Objective This study evolved as part of the drug cost containment initiatives within University Hospital of North Staffordshire (UHNS) and the National Health Service (NHS) as a whole. The project was initiated when analysis of the child health ePACT data from 2009 to 2010 demonstrated significant costs associated with dispensing of unlicensed medicines. The objective was to evaluate the cost of supplying unlicensed medication on FP10HP within child health at UHNS and project the financial benefit of standardising supply of these unlicensed medications by dispensing at UHNS.
Methods The ePACT data for child health at UHNS April 2009 – March 2010 was reviewed to determine the quantities and cost of prescription on FP10HP. The top 50 spend from this hospital ePACT data was then evaluated to determine which drugs contributed significantly to this spend and the data further analysed to establish the detail of prescription, including quantities and net ingredient costs (NIC). These prescriptions were then costed using the current NHS price model to determine the relative price for dispensing the equivalent products at UHNS.
Results The initial ePACT searches demonstrated that child health had prescribed 5 606 items on FP10HP for the financial year 2009–2010. The top 50 NIC demonstrated that the unlicensed medication melatonin, then other hypnotics, (biomelatonin) were the two highest cost drugs accounting for 212 (3.8%) of the items prescribed. Unlicensed omeprazole suspension also featured in the top 50 NIC accounting for only 17 items dispensed. The table below demonstrates the relative cost of dispensing these items at UNHS compared with FP10HP and highlights drug formulations where significant cost savings were demonstrated.

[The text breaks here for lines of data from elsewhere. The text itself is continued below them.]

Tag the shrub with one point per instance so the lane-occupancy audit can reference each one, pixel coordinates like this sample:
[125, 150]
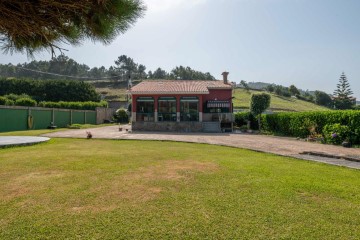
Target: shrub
[25, 102]
[121, 116]
[74, 105]
[241, 119]
[15, 97]
[74, 126]
[50, 90]
[300, 124]
[336, 133]
[3, 100]
[9, 102]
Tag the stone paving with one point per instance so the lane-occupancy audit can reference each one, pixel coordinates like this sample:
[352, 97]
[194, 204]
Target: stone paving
[9, 141]
[277, 145]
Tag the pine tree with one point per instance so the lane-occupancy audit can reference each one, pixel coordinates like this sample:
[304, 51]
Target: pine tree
[27, 25]
[342, 94]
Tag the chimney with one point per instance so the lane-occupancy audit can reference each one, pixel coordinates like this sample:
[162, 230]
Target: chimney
[225, 74]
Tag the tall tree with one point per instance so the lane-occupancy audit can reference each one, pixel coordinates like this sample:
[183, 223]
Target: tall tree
[27, 25]
[159, 74]
[293, 90]
[323, 99]
[245, 85]
[342, 94]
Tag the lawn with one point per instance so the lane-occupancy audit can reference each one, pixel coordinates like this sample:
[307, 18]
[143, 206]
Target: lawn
[106, 189]
[44, 131]
[278, 103]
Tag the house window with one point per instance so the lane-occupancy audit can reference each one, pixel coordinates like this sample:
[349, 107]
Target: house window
[217, 106]
[167, 109]
[189, 109]
[145, 109]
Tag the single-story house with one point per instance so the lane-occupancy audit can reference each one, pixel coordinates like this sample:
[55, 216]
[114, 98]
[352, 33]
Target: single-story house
[182, 105]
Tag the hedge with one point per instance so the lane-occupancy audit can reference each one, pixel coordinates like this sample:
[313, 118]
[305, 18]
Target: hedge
[300, 124]
[28, 102]
[74, 105]
[241, 119]
[50, 90]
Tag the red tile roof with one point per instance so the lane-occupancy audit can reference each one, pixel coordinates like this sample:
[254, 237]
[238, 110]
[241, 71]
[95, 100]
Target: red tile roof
[177, 86]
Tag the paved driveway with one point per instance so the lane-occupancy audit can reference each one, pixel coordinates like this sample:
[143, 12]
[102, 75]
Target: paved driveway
[276, 145]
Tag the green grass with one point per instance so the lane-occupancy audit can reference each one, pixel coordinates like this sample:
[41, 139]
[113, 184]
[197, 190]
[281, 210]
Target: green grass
[44, 131]
[105, 189]
[278, 103]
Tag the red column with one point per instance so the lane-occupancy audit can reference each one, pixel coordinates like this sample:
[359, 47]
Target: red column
[133, 103]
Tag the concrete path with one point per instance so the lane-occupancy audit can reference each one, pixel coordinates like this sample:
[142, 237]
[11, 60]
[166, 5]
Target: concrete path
[20, 141]
[277, 145]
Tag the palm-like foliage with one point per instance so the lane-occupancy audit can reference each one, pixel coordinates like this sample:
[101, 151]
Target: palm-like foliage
[27, 25]
[342, 94]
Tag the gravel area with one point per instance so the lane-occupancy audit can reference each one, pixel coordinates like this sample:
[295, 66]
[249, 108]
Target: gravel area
[283, 146]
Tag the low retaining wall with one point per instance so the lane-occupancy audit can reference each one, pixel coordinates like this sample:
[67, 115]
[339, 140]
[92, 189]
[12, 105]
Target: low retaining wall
[103, 114]
[16, 118]
[168, 126]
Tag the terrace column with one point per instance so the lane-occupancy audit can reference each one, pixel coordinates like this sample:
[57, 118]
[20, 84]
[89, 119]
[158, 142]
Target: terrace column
[133, 109]
[200, 107]
[177, 108]
[156, 108]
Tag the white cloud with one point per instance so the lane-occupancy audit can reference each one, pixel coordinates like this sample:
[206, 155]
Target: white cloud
[166, 5]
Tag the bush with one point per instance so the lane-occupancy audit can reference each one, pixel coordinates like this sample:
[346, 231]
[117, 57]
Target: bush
[121, 116]
[3, 100]
[15, 97]
[74, 105]
[50, 90]
[9, 102]
[74, 126]
[300, 124]
[28, 102]
[336, 133]
[241, 119]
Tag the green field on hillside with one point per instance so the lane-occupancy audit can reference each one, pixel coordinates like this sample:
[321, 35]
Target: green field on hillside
[278, 103]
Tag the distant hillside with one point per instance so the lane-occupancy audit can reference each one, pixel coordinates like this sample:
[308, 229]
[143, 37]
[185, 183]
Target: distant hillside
[278, 103]
[263, 85]
[117, 91]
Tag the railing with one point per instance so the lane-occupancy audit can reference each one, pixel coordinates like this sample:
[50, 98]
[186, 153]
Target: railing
[218, 117]
[145, 117]
[189, 117]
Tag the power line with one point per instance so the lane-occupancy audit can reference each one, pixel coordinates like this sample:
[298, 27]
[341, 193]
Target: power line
[68, 76]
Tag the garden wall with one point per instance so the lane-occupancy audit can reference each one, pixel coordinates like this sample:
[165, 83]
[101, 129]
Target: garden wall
[13, 118]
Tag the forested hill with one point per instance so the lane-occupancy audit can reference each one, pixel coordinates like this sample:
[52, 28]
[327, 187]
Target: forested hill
[63, 67]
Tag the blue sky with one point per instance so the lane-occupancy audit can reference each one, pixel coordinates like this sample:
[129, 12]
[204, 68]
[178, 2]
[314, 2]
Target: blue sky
[307, 43]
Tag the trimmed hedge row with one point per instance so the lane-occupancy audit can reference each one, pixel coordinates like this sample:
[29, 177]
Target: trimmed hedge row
[74, 105]
[301, 124]
[50, 90]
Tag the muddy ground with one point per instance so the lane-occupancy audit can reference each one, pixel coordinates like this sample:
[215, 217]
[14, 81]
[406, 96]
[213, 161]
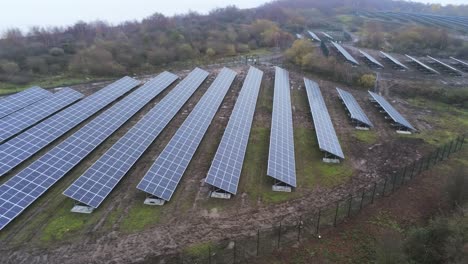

Conclusion There are clear financial benefits from dispensing these unlicensed medications at UHNS pharmacy compared with supply on FP10HP, with potential annual savings of approximately £26 000.
In addition, hospital supply allows the pharmacy team to check unlicensed medications are only supplied when they are the only clinically acceptable option and ensure an unlicensed medication risk assessment has been completed, in concordance with the Healthcare Commission report ‘The best medicine’.1 It also allows the medicines management team to select the most suitable formulation, taking into account the manufacturer; availability, licensed status in other countries as well as cost efficiency.2 Standardisation of supply has the clinical benefit of reducing the risk of therapeutic failure or advert drug reactiondue to variance in formulation and the advantage of providing the patient with a familiar product, reducing the risk of administration errors and potential therapeutic duplication.3 In terms of pharmacy workload the item numbers are low, but to negate any impact on work flow and patient waiting times the medical team agreed to prescribe these medicines in advance of the clinic visits.